平成29年度(後期)2級建築施工管理技士 学科試験 No.61 は、床のフローリングボード張りに関する問題です。
この問題では、4つの記述のうち、最も不適当なものを選びます。
※ 問題文そのものは建設業振興基金が公開している公式PDFで確認できます。上記は、その記述で問われている論点を整理したものです。
| 選択肢 | 正誤 | 解説 |
|---|---|---|
| 1 | ◯(正しい) | 根太や下地に応じて釘留めや接着で固定する |
| 2 | ×(誤り) | 壁際は伸縮を逃がすすき間を設ける |
| 3 | ◯(正しい) | 接着剤を併用してきしみや浮きを防ぐ |
| 4 | ◯(正しい) | 基準線を出してから割付けに従い張り進める |
フローリングは木でできているので、室内の湿度が上がると水分を吸って膨らみ、乾くと縮みます。常に少しずつ動いています。
そのため壁際には、伸縮を逃がすためのすき間をあらかじめ設けておきます。これをエキスパンションといいます。

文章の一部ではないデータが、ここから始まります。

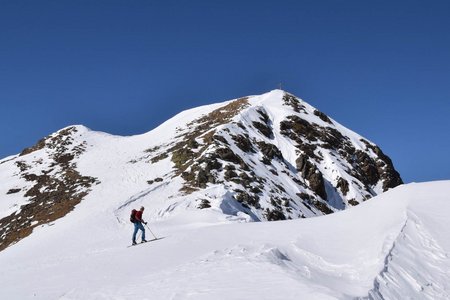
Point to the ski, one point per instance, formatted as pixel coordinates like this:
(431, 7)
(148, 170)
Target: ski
(144, 242)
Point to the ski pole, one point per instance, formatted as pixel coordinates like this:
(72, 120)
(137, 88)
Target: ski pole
(151, 231)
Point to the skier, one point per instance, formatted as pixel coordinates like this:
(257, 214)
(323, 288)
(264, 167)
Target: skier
(138, 225)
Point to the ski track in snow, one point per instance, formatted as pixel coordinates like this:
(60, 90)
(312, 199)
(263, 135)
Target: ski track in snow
(391, 247)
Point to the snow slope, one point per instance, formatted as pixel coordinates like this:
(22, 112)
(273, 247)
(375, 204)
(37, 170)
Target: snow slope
(393, 246)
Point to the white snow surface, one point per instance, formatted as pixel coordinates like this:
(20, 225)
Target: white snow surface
(394, 246)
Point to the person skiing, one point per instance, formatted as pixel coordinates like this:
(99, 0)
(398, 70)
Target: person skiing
(138, 225)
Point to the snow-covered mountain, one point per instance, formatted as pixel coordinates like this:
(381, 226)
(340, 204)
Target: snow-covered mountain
(204, 177)
(393, 246)
(267, 157)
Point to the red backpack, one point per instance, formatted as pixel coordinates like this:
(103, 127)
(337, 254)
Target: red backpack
(133, 216)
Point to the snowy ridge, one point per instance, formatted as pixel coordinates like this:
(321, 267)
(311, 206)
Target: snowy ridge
(395, 244)
(257, 158)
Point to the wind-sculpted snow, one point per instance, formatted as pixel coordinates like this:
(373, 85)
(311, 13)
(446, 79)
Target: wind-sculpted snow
(394, 246)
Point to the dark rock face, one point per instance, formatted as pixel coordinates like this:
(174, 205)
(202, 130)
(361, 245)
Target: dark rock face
(310, 172)
(51, 196)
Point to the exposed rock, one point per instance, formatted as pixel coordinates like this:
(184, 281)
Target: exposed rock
(243, 142)
(342, 184)
(264, 129)
(322, 116)
(310, 172)
(13, 191)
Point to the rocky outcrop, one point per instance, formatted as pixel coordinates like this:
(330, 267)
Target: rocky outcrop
(56, 188)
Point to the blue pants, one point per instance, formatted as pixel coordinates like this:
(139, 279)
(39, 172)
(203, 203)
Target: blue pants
(137, 226)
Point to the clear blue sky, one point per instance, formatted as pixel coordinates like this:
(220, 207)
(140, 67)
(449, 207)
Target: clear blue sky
(381, 68)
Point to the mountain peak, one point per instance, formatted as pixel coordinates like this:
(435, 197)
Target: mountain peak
(257, 158)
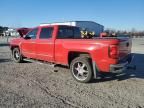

もしこのすき間がないと、膨らんだときに行き場がなくなって、床が盛り上がったりきしんだりします。とくに体育館のような広い床ほど動きが大きくなります。
例えば梅雨どきに床全体が膨らむと、壁際に逃げ場がなければ中央が浮き上がってしまいます。これが一番起こしやすい失敗です。
選択肢2はすき間を生じさせないよう突き付けたとしている点が誤りです。
ザックリ言えば、フローリングの壁際は伸縮の逃げ場としてすき間をあける、ということです。
フローリングボードと壁との取合いは、すき間なく突き付けてよいか。
いけません。湿度変化による伸縮を逃がすため、壁際にはエキスパンション(すき間)を設けます。
出典
※ この記事の確認日:2026年6月
正解:選択肢2(これが最も不適当な記述)
木の床は湿気で伸び縮みするんです。だから逃げ場をつくっておかないと、後で浮き上がるわけです。
選択肢2は壁際をすき間が生じないよう突き付けたとしていますが、壁際には伸縮を逃がすすき間(エキスパンション)を設けるんです。